Meditate on working with our fear and cultivating love


Are you experiencing a season of conflict with your child? You are not alone. This gentle practice can help reconnect you with consistency so you can avoid parenting love.

In our concern for our children, we sometimes respond from a place Fear and anxiety. From time to time, we can lose touch with the love behind that interest.

Reconnecting with the grounding of our love and desire for our children to be happy and healthy, especially in moments of difficulty, can be incredibly helpful.

This practice from Wendy O’Leary provides a pause of support and encouragement that can bring you back to the core of compassionate wisdom—and you can return to it anytime you need help parenting out of love.

Meditate on working with our fear and cultivating love

Read and practice the guided meditation text below, pausing after each paragraph. Or listen to audio exercises.

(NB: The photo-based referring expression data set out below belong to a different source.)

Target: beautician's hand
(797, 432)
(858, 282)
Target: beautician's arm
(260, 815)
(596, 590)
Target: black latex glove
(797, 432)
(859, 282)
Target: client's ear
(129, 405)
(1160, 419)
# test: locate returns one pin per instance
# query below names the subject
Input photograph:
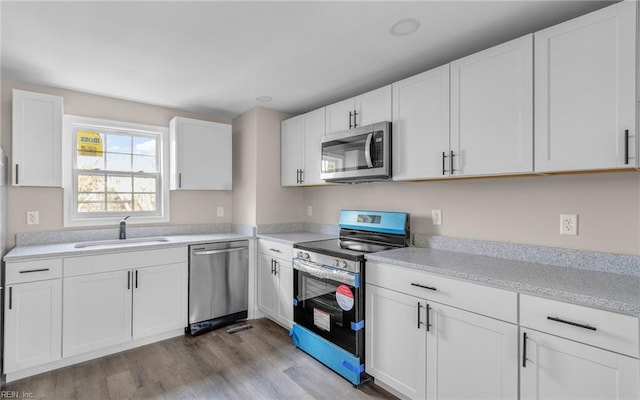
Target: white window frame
(71, 218)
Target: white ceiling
(217, 57)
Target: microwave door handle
(367, 150)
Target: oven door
(328, 302)
(361, 153)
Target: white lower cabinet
(275, 289)
(97, 311)
(267, 286)
(33, 324)
(106, 309)
(471, 348)
(395, 352)
(422, 349)
(275, 281)
(159, 299)
(65, 310)
(557, 368)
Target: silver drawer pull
(584, 326)
(28, 271)
(209, 252)
(423, 286)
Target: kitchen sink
(120, 242)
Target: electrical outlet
(436, 217)
(568, 224)
(33, 218)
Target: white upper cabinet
(312, 133)
(585, 92)
(492, 110)
(36, 139)
(421, 125)
(32, 324)
(367, 108)
(300, 149)
(291, 153)
(200, 155)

  1. Take a comfortable sitting position. You can close your eyes or gently look down and lower your gaze, whatever works for you.
  2. As we settle here, bring your attention to your breath or feel the sensations of your body as it connects to the earth. Feet on the floor, backs of legs on a chair or pillow. Bring your attention to stability a little. You can access this moment by descending into the body by breathing and feeling the contact points of the body. It settles gently.
  3. Now, I invite you to turn your attention to thinking about your child, You may picture them in your mind, recalling a time when you felt warm, loving feelings toward them. Notice what they were doing and remember how you felt in that moment. Maybe you imagine that someone has asked you, What do you like in your child? What words, phrases, images or descriptions come to mind?
  4. Gently check in and notice what you feel in your body, mind, and heart when you remember what you love about your child. You can even invite this feeling of love and connection to grow and expand in your body, gently resting here in this feeling of love for your child. Let yourself soak in this feeling of love, warmth and care.
  5. Now, think about a time when your child was struggling. You don’t need to think about which conflict is the hardest, instead, choose something that is a three or four on a scale of one to ten.
  6. When you allow the situation to fully enter your awareness, check back in with your body. Often, when we focus on a difficulty, especially when it comes to our child, there can be a habitual tendency to shrink back and lean forward. Check it out and see if this is true for you. To counter this trend, lean back slightly. This can be a physical lean back or even active relaxation. Relax and now allow the body to soften, even expand, creating space to accommodate all that is. We’re not forcing anything here, it’s just a very gentle invitation to relax and unwind. Gently loosening up around the edges of any feelings we’re experiencing.
  7. Now intentionally invite that feeling of love back, and take on the challenge in a wide field of loving care and awareness. To help you do this, you can remind yourself again of all the things you love about your child. You can even give them some well-being and happiness wishes as you imagine them in your mind. We hope you are happy. I wish you success. May you stay safe. Or any desires that feel real to you at this moment.
  8. If the situation that comes to mind requires some response from you in some way, you might ask yourself, How will this love react? You can also give yourself a little TLC, because if your child is suffering, you are suffering too. So maybe place a gentle hand on the heart, or take a moment to remind yourself of our shared humanity. You might say something to yourself like, Every parent struggles with their children sometimes. Every parent worries about their child sometimes. Or another phrase that may suit your situation. You can even say to yourself, This is hard and I’m here for you, baby.
  9. When you are ready, you can open your eyes to close our formal practice. This practice can be a powerful way to reconnect with feelings of love and release the anxiety and fears we often face as parents. It may be helpful to do the first part, remembering love and care as a short daily practice for a while, so that you can summon feelings of love and connection more easily in the midst of a difficult moment when you need the most help in parenting out of love. We want to acknowledge the difficult things and not lose sight of the goodness and love behind our fears and sometimes the difficulties we face with our children. With my best wishes to you, I hope you are happy, calm and moving through life with ease and equanimity. Thank you for practicing with me.